Many are known by the damage they do to stored food such as bread. Others can cause mucormycosis, generally in immunosuppressed patients, or patients already infected with other diseases.

== Life cycle ==
The sporangiospores are asexual mitospores (formed via mitosis), produced inside sporangia (thousands of spores) or sporangioles (single or few spores). They are released when mature by the disintegration of the sporangium wall, or as a whole sporangiole that separates from the sporangiophore.

The sporangiospores germinate to form the haploid hyphae of a new mycelium. Asexual reproduction often occurs continuously.
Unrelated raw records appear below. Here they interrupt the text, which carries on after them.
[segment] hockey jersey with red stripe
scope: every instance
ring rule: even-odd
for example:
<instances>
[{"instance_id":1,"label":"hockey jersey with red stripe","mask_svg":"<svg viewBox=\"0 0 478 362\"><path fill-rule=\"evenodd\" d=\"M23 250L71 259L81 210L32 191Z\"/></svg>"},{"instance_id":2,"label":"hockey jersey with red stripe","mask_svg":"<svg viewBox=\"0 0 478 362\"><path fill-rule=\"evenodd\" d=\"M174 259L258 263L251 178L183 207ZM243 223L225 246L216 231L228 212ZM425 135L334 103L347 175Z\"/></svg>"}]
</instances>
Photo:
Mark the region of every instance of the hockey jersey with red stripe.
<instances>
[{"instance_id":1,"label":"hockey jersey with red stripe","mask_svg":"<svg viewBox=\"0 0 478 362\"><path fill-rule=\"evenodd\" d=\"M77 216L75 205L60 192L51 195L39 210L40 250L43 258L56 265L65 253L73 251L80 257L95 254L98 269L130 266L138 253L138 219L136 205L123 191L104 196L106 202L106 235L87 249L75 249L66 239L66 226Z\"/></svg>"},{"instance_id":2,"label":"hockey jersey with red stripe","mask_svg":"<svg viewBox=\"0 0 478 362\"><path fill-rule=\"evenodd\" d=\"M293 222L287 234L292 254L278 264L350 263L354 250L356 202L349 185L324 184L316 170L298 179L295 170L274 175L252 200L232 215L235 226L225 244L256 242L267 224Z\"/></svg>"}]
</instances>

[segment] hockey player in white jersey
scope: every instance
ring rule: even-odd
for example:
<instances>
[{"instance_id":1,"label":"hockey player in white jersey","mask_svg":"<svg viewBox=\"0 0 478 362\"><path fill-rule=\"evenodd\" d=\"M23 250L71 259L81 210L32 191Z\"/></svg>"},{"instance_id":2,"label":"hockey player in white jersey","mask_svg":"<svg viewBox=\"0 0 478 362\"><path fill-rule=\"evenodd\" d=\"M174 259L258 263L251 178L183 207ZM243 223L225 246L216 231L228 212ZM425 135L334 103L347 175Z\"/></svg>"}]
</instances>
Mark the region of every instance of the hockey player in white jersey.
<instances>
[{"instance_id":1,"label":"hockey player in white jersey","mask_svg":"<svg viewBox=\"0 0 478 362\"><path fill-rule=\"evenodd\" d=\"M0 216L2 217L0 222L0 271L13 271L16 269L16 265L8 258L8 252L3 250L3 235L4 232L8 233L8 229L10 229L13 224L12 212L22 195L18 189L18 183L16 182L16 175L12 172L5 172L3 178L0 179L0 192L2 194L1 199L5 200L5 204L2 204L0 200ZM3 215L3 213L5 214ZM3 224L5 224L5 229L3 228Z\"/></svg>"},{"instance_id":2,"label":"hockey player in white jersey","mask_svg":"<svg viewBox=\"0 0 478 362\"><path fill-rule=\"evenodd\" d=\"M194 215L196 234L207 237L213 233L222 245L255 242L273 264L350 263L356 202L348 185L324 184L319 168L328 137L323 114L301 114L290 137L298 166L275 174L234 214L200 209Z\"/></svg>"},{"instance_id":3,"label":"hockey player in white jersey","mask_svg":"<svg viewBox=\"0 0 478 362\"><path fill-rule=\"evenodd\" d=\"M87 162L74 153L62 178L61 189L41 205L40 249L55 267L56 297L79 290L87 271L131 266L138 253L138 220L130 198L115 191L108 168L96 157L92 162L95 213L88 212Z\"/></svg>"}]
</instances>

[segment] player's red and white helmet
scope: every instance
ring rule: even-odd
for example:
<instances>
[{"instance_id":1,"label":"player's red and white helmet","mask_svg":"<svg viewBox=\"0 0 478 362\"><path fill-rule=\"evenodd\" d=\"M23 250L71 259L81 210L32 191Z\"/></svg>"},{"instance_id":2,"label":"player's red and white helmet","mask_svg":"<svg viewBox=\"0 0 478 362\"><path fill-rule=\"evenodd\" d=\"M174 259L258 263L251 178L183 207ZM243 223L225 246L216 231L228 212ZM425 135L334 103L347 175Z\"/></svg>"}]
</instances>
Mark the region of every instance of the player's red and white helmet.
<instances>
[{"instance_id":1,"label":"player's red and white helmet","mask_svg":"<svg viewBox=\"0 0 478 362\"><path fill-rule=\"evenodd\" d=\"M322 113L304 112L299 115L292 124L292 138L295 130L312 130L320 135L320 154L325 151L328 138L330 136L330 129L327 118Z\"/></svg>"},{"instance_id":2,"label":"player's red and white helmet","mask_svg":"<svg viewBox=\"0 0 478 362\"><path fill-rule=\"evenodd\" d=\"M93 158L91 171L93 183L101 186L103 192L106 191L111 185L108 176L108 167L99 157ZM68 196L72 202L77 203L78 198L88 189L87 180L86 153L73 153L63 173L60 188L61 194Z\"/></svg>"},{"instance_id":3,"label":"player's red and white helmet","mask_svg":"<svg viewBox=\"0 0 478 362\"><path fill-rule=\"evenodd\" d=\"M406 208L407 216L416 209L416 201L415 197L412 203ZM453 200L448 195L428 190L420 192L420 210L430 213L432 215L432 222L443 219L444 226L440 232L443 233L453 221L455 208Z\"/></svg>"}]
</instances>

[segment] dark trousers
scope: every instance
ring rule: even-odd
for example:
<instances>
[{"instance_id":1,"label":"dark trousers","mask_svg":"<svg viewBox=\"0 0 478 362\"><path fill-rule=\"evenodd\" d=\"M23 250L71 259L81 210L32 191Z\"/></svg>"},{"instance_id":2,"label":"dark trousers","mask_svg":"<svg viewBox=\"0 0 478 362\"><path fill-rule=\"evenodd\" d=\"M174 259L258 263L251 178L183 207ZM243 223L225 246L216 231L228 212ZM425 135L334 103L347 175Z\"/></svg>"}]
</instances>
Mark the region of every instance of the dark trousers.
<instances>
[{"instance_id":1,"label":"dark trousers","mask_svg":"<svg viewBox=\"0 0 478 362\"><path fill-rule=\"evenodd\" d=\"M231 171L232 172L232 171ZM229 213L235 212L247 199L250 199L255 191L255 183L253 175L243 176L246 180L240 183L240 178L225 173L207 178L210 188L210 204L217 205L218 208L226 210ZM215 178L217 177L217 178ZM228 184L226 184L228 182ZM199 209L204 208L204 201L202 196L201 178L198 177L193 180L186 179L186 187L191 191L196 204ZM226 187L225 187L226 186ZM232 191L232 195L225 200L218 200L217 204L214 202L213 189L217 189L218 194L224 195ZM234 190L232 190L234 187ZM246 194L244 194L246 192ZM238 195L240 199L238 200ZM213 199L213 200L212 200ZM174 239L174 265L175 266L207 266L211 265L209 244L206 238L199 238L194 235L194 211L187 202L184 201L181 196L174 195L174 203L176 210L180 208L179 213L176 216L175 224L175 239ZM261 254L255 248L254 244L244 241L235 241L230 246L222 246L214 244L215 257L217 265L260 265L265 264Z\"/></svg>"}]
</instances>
In heterothallic species, sexual reproduction occurs when opposite mating types (designated + and -) come into close proximity, inducing the formation of specialized hyphae called gametangia. The gametangia grow toward each other, then fuse, forming a diploid zygote at the point of fusion. The zygote develops a resistant cell wall, forming a single-celled zygospore, the characteristic that gives its name to this group of fungi. Meiosis occurs within the zygospore (see article Phycomyces). Upon germination, a new haploid mycelium or sporangium is formed. Some species are homothallic.

The original report of sex in fungi, occurred two centuries ago, based on observations of the fungus Syzygites megalocarpus (Mucoromycotina) (reviewed by Idnurm). This species, was subsequently used in 1904, to represent self-fertile species when the concept of two major mating strategies were developed for the fungi. These strategies are homothallism for self-fertile fungi and heterothallism for self-incompatible, outcrossing fungi.

== Ecology ==
Most Mucoralean species are saprotrophic, and grow on organic substrates (such as fruit, soil, and dung). Some species are parasites or pathogens of animals, plants and fungi. A few species cause human and animal disease.